MI-DPLA / combine

Combine /kämˌbīn/ - Metadata Aggregator Platform
MIT License
26 stars 11 forks source link

Script based harvesting #163

Open ghukill opened 6 years ago

ghukill commented 6 years ago

Looking at Supplejack's features, noticed a blurb about scripting the ingest of materials. Would be interesting to see how this might be possible with Combine.

Ingest (== harvesting) is currently only OAI and static files, but what if it supported raw python code, where it must just return the string of the Record metadata and, optionally, a record_id?

It would probably be difficult, if not outright a bad idea, to have this work with Spark. But it could run as a background task.

ghukill commented 6 years ago

Thinking more on this, can see where harvesting from SQL or Mongo might be a helpful feature, and would be relativively painful to provide parameters and handle this in Spark.
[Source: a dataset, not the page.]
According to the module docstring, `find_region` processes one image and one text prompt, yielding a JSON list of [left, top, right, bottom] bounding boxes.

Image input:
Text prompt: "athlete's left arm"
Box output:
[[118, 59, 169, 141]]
Script-based harvesting is still tricky. It would be nice to provide a place where users could script unusual or unique harvests (e.g. from an API), but it would be hard to run this efficiently in spark.

An obvious approach would be to have users write pyspark code. These could be saved as files, and uploaded, then called by some boilerplate harvesting code like other Jobs:

from user_generated_file import custom_harvest_class
results = custom_harvest(job_id, etc, etc).harvest()

where custom_harvest_class is based on a known structure for custom harvesting.